A team of three co-editors led by Dr Andrea
Griffin from the UoN School of Psychology has just completed the first special edition
of the journal Animal Cognition on
the topical issue of animal cognition in a human-dominated world. The special
issue features 11 new studies showcasing new research
findings and ideas within the field of animal cognition & Human induced
fast environmental change (HIREC), introduced by an editorial piece by
Griffin and her co-editors highlighting the current state of the field.
Although all the papers are now available online, the issue will receive an
‘official’ launch in January 2017 by the publisher Springer.
The special issue arose as a consequence a
symposium entitled Human impact: Behavioural and cognitive responses to human-induced
environmental change co-organised by a team
of six national and international researchers including Griffin at the 2015
International Ethology Conference (IEC), one
of the biggest scientific gatherings of behavioural biologists worldwide.
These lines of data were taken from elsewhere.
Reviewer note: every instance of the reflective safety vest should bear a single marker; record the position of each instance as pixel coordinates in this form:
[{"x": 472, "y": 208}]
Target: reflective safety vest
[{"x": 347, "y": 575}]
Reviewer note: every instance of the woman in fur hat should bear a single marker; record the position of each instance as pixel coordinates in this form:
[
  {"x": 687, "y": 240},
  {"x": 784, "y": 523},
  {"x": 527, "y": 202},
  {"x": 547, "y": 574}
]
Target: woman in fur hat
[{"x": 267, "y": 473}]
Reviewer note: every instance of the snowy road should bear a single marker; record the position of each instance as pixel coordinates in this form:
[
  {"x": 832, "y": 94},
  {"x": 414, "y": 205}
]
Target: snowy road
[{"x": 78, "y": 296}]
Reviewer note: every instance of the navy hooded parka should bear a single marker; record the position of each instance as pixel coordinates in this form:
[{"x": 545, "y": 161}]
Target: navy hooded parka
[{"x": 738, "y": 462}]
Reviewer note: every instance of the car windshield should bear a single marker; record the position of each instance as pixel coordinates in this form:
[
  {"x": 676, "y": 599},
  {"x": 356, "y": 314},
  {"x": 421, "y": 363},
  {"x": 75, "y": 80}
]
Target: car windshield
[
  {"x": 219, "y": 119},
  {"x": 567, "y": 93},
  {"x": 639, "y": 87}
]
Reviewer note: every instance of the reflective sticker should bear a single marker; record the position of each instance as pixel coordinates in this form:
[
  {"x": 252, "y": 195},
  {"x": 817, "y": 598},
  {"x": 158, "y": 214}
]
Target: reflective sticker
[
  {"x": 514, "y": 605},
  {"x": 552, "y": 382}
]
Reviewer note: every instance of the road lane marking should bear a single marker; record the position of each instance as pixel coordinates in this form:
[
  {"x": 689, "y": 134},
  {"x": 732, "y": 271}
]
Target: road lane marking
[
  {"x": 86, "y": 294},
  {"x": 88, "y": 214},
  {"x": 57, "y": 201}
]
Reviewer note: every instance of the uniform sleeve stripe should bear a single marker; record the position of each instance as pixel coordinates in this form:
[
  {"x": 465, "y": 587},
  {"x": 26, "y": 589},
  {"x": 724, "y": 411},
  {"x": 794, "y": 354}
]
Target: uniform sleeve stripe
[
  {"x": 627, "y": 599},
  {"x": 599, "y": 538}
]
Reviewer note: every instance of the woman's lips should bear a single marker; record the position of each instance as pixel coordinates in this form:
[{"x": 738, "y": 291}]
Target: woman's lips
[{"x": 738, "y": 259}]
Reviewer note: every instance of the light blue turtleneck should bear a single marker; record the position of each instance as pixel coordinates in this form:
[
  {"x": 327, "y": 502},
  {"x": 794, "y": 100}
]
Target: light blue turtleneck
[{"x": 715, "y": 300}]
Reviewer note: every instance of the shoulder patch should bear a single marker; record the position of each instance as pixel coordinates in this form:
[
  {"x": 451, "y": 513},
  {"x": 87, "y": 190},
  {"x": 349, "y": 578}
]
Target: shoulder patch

The special issue pays tribute to current
changes in the field of animal cognition. Traditionally focused on studying
general mechanisms in a handful of model lab species, the field is currently
mutating to one examining how a diverse range of animal species use their
mental capacities in real-life contexts. As questions
about how animals perceive, process, store and use information they extract
from their environment begin to capture the fascination of biologists, so too
is the growing desire to study cognition in the context of fast environmental
change. Most telling of this growing trend is the observation that the symposium
organised by Griffin and her colleagues on behavioural and cognitive responses
to human-induced environmental change was one of the two largest 2-15-IEC symposiums
alongside another dedicated to Avian
Cognition.
As human populations expand and spread, they
change surrounding landscapes both near and far. Whereas some animals go extinct,
unable to adjust to new challenges, others thrive in these new ecosystems, taking
advantage of myriad novel, yet unoccupied ecological, opportunities. Whether
animals adapt or disappear is strongly influenced by their mental machinery,
argues Griffin et al. in their editorial piece, urging biologists versed in
animal cognition to play a prominent role in future
wildlife management research.
The special issue describes how species from butterflies,
amphibians, fish, to birds, used their cognitive abilities to adjust to
environmental change, including research undertaken in the School of Psychology
on the learning abilities of the introduced common myna. The issue figures
research on how cognition and brain development can be affected by pollution
and temperature rise, but also how researchers can harness animals’ cognitive
abilities to help them adjust.
Griffin and her co-editors predict a rich future of
interaction between fundamental research in cognition and applied HIREC-related
research. The 11 featured articles will provide a catalyst for
further advancement in the field of cognition and HIREC in the years to come.